Over the past few months, visitors hoping to glimpse the school have been coming in droves, hitting record levels, perhaps fueled by the shooting's 20th anniversary.
Is it time to demolish the school?
It is a proposal now being explored by school officials, who say visits from so-called Columbiners obsessed with the school have been growing over the years, putting security personnel on high alert.
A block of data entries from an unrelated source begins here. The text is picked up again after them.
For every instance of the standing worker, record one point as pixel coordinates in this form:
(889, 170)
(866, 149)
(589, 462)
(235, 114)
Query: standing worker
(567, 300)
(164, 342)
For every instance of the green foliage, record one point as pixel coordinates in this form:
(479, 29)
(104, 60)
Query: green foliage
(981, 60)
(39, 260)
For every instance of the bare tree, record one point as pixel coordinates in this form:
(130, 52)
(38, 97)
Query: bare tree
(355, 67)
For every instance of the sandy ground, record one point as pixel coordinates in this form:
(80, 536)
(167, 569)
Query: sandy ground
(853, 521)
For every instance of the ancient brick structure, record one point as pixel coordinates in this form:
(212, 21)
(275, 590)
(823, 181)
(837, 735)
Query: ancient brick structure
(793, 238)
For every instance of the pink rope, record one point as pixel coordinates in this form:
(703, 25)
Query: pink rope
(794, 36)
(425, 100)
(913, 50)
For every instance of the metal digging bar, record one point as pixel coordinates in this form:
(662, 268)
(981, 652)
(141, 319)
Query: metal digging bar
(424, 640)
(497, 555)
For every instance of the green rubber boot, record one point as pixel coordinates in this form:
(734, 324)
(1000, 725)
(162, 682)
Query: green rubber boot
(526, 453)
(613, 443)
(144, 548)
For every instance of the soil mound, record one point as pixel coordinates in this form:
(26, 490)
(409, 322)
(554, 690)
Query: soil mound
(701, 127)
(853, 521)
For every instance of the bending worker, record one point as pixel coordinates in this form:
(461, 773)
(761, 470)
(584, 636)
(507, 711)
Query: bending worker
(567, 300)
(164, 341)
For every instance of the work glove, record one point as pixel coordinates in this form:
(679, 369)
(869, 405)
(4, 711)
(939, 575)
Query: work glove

Plus, officials say, experts recommend tearing down a structure after a massacre, as many sites since Columbine have done.
"In 1999, no guidance existed on what to do with a building such as Columbine High School," Jason Glass, the superintendent of Jefferson County Public Schools, wrote in an open letter called "A New Columbine?"
"The morbid fascination with Columbine has been increasing over the years," Glass said. "We believe it is time for our community to consider this option."
Glass cited Sol Pais, the Columbine-obsessed Florida teen who made her way to Colorado with a shotgun ahead of the 20-year mark since the massacre. Law enforcement launched a manhunt for her, eventually finding her after she killed herself. School districts statewide including those in Denver and Jefferson County were closed as authorities investigated the threat. Columbine is part of the Jefferson County Public Schools district.
"Columbine High School has a gravitational-pull for these sorts of individuals," Glass wrote. "Most of them are there to satisfy curiosity or a macabre, but harmless, interest in the school. For a small group of others, there is a potential intent to do harm."
The idea has sparked a backlash from some survivors of the shooting who say part of their healing process involves revisiting the site, whereas some longtime faculty, including the former principal, are leading the charge for the school's destruction.
The debate has launched searching questions in Columbine that communities across the country have wrestled with regarding what to do with a place that induces such horrific memories.
Will Beck, 36, a Columbine survivor who now works as a financial adviser in Utah, said he recently took his three young children to the school to walk them through the bathroom he sought shelter in during the shooting. He pointed out the exact location where a teacher saved his life. And he showed them the fence he climbed to finally escape the violence.
"I was heartbroken over the thought of losing it," Beck told NPR. "The school, to me, is a very special place."
Revisiting the school shortly after the shooting, and even now with his children, helps him conquer the trauma.
"We can't let the shooters rule our lives," Beck said. He said he has been discussing the proposal with others in the tight-knit community of Columbine survivors.
Others who witnessed the Columbine shooting echoed Beck's sentiments.
"It's not right," Josh Lapp, 36, who works in the construction industry and is another survivor, told NPR. "This community has had to deal with enough of a burden, to ask them to pay for this new construction isn't fair, just because of what the shooters did."
But not everyone who survived the tragedy sees it the same way.
Frank DeAngelis, the principal at Columbine at the time of the shooting, is advocating for the school to be taken down.
"We are Columbine because of the people. They're the ones with the hope and resiliency," DeAngelis told NPR. "It's not necessarily the bricks and the mortars."
Demolition and relocation is how some communities have reshaped sites of mass tragedy, though others preserve memory-scarred structures and morph them into places where the lost can be remembered.
In Newtown, Conn., Sandy Hook Elementary School, where a gunman killed 20 students and six adults in 2012, was demolished in 2013 and a whole new building was built on the property.
Officials in Parkland, Fla., are moving toward replacing the three-story Marjory Stoneman Douglas building that was the site of the killing of 17 students and staff.
In Sutherland Springs, Texas, another approach was taken: the original site of the deadly church shooting was preserved, serving now as a memorial. And officials this year opened a new church sanctuary to replace the site of the mass shooting that left two dozen people dead.
"It's not about the building," First Baptist Church Pastor Frank Pomeroy told NPR. "It's about the provisions of God and what he's done for us."
In Orlando, the Pulse nightclub, where 49 died, is not being torn down. Instead, it is being transformed into a permanent memorial and museum.
As the Columbine community grapples with the school's fate, the school district has released a survey to gauge whether residents are open to paying up to an estimated $70 million to finance the construction of a new high school. One option considers keeping the school's library as the cornerstone of a new facility. The original library was where many students died in the massacre. Since then, the library has been renovated.
Under an idea now being debated, the remodeled library would be saved but the rest of the building would turn into empty fields, officials say.
The name of the school would stay the same. So would the blue and silver school colors and its Rebel mascot.
Beck, the Columbine survivor, said he hopes school officials decide to keep the 1970s-era building. News of mass shootings, he said, routinely remind him of the near-death experience he and his classmates had endured. When he first learned the site might be torn down, it packed yet another emotional punch.
"There's retraumatizing stuff for us all the time," Beck said. "But this was way closer to home."